One goes to sleep seeing English getting undue importance in the day-to-day life. Even in my village it makes the parents happy if their child says mummy instead of amma, daddy in place of appa . English has become a superior language. It is disgusting. It is painful.
Haven’t the Christian missionaries contributed to this? After all, most of the schools impart education in English medium…
No. That is not true. There are many schools that teach in the local language. But more important than that is the fact that if it had not been for these Christian missionaries people like us would never have seen a school. When foreign missionaries came to India they treated us equally. Things took an ugly turn after the Indians took over. So we became Christians, but the caste did not go off. Even today Dalits are not allowed to sit with other castes inside the churches in Kanchipuram district. Even the graveyards are separated. You know there is one thing about Karukku that brings me immense joy.
They are using it at the Theological College in Bangalore. That is a matter of great triumph.
What do you think of the English translation of Karukku?
Lakshmi’s effort is admirable. She visited me many times trying to understand the meaning of many incomprehensible words in my book. She was not to blame. How can she when even the readers found it difficult initially understanding it? And there were many words I had used that had no equivalent in English. But she has been able to capture the essence. She has done a good job despite the Tamil terms that were alien to her.
You once said: ‘Young people in India are not a single body…Who are we writing for?’ What did you mean by this?

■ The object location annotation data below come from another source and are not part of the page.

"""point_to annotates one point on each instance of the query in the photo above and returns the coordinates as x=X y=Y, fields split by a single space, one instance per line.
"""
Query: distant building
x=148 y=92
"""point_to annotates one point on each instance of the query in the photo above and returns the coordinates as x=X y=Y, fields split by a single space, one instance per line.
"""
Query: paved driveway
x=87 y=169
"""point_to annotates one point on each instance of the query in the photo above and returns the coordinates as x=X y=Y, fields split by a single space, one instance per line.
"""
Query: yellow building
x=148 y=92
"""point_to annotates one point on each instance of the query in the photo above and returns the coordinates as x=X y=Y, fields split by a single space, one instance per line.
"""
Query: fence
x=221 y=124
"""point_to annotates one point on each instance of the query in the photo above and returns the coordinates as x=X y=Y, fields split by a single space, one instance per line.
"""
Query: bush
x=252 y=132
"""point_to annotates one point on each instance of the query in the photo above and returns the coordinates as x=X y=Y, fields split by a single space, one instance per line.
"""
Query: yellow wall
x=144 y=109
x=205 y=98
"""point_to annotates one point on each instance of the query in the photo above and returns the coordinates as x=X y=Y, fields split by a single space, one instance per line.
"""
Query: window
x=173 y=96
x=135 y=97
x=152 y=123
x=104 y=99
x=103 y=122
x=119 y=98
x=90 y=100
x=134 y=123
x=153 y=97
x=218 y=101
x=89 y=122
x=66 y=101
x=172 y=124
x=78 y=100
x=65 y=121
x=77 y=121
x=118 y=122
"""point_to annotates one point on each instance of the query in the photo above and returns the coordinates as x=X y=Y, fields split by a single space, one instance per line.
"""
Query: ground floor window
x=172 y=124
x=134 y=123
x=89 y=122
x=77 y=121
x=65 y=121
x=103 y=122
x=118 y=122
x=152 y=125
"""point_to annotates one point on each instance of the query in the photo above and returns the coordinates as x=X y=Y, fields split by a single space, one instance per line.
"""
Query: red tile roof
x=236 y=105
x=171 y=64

I was attending an international seminar conducted by Tara publishing and Max Mueller Bhavan. The point I was trying to make is that youth vary from place to place. There are social/political/cultural differences. What I was asking writers to do is that when you write you must have the background of youth in mind. They have a very impressionable mind. So one has to be very careful. I will illustrate with my own case. When I write, I think of the dominant group and the dominated group. I want the youth from the dominant group to do a self-analyses of themselves and to the youth from the dominated group I intend to provide courage to proclaim their identities. I hope I am clear enough. I want the oppressed youth to rise from their marginalised state.
Are you married?
No. I am a single woman. And you can imagine how difficult it is to lead a single woman’s life in a village in Tamil Nadu. It is not easy. There are all kinds of myths surrounding you.
Is that a comfortable situation to be in?
(Laughs) I am both comfortable and uncomfortable.